5.3 Depth First Spanning Trees ‣ 5 Depth First Search ‣ Graph Algorithms

Any edge $(v,w)$ that leads to the discovery of an unvisited vertex during a depth-first search is referred to as a tree edge of $G$ . Collectively, the tree edges of $G$ form a depth-first spanning tree of $G$ . Tree edges are detected as follows:

In Algorithm 5, the recursive depth-first search of Section 5.1, only the tree edges will cause map( $\rho,w,v$ ) to execute.
In Algorithm 6, the non-recursive depth-first search of Section 5.2, only tree edges cause visit( $w,v$ ) to execute.

If $G$ is a directed graph, an edge that connects a vertex to one of its ancestors in the spanning tree is referred to as a back edge.
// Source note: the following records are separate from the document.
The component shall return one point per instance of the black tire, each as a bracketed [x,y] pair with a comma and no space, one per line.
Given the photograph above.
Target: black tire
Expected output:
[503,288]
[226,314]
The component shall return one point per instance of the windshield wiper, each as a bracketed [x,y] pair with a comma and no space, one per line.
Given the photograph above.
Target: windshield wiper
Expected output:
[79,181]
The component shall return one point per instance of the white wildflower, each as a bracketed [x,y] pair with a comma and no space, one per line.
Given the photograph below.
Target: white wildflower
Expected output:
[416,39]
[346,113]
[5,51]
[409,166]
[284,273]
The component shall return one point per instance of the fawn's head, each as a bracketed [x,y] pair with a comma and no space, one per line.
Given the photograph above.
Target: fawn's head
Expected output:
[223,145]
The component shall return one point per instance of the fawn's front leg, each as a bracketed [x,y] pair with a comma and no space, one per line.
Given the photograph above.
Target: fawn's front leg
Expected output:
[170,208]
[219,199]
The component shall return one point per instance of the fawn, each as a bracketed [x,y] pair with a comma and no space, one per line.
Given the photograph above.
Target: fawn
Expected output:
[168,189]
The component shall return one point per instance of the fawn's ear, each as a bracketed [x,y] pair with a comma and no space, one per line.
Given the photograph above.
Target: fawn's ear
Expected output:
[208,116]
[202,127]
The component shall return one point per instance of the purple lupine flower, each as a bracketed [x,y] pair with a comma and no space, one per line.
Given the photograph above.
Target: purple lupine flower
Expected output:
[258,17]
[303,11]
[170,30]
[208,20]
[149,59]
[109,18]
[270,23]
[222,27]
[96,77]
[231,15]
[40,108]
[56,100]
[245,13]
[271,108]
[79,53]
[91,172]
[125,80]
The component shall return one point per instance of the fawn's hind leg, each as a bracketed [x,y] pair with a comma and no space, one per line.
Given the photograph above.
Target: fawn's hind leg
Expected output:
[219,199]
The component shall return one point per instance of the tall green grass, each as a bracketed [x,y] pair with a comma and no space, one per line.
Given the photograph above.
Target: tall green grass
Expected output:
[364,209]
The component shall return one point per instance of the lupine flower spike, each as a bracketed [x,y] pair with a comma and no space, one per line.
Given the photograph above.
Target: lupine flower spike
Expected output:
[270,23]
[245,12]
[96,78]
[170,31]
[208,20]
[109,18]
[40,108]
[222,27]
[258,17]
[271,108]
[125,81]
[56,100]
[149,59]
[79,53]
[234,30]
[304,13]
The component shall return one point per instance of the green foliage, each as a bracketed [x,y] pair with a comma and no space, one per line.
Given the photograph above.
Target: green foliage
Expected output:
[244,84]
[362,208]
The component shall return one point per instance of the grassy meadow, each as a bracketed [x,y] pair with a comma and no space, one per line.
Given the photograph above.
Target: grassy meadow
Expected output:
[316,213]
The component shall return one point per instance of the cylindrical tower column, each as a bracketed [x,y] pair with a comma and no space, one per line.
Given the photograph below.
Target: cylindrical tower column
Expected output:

An edge that connects a vertex to one of its descendants in the spanning tree is referred to as a forward edge. If $w$ is neither an ancestor nor descendant of $v$ , then $(v,w)$ is called a cross edge.

If $G$ is an undirected graph, the depth-first spanning tree simplifies as follows:

Back edges and forward edges are not distinguished.
Cross edges do not exist.

Therefore, only two types of edge are defined for undirected graphs. We will call them tree edges and back edges.